A ação foi protocolada no fim do ano passado e visa afastar interpretações de que a Braskem teria se tornado proprietária definitiva dos imóveis e territórios desocupados. Isso porque a empresa fez acordos com moradores sobre o espaço depois do início dos problemas, em 2018.

A petição, apresentada pelo Núcleo de Proteção Coletiva da Defensoria, defende que esses acordos têm finalidade exclusivamente reparatória e não configuraram uma compra dos imóveis.

A ação busca garantir que as indenizações às famílias deslocadas sejam reconhecidas apenas como compensação pelos danos, já que a remoção dos moradores foi forçada pelo colapso geológico provocado pelas atividades da mineradora.

A reportagem questionou a Braskem e a Justiça Federal em Alagoas sobre a propriedade das áreas, mas não obteve resposta até a publicação desta reportagem.

Cinco bairros da capital alagoana foram afetados pelas atividades de mineração da petroquímica, com mais de 40 mil pessoas realocadas. Cerca de 14,5 mil imóveis já foram esvaziados, sendo que a maioria já foi demolida.

No total, 35 minas vinham sendo usadas pela Braskem para explorar sal-gema, material usado para produzir PVC e soda cáustica, em Maceió.

A operação foi interrompida em 2019, e a empresa se comprometeu a fechar todas elas, a fim de garantir maior estabilidade à região. O plano é encerrar o trabalho de preenchimento das minas até 2026.

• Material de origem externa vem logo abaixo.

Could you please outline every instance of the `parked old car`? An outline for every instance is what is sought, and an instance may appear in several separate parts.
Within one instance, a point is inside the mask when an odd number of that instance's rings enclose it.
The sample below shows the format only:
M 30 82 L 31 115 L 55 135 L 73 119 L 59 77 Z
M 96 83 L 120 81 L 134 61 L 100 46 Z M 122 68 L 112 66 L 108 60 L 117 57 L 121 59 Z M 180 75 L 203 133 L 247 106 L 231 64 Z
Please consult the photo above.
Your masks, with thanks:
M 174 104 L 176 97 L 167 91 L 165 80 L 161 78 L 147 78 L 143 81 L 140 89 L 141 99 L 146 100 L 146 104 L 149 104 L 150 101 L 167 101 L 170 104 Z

Segundo o defensor público Ricardo Melro, os acordos firmados a partir de 2019 surgiram em um contexto de emergência. O objetivo era garantir a retirada imediata das pessoas das áreas de risco, por determinação da Defesa Civil, e permitir que a empresa cumprisse obrigações de mitigação e segurança.

Segundo a Defensoria, esses acordos não tiveram como finalidade transferir a propriedade plena dos imóveis à empresa. “Fica claro que tais transferências possuem caráter instrumental e funcional, voltado exclusivamente a permitir que a Braskem cumpra obrigações de reparação, estabilização do solo, mitigação de riscos, realocação, demolição e medidas sanitárias e de segurança, jamais para conferir domínio pleno e definitivo”, afirmou.

Com o passar do tempo, disse ele, passou a ganhar espaço a interpretação de que a empresa teria se tornado dona de bairros inteiros.

“No âmbito da CPI do Senado, o vice-presidente da Braskem afirmou que a empresa teria ‘comprado’ as áreas atingidas, e, ao mesmo tempo, falou que indenizou. Ora, ou ele comprou e pagou um preço, ou ele indenizou pelo dano. Não existem as duas possibilidades. E, se ele pagou um preço de compra, não indenizou, e, portanto, tem que indenizar todas as vítimas pelos danos materiais. Se indenizou, não comprou, portando não é dono. A justiça deve definir isso”, complementou.

Na ação, a Defensoria pede que o Judiciário determine que quando a área não correr mais riscos geológicos, seja declarada de interesse público, com destinação a ser definida por critérios ambientais e urbanísticos.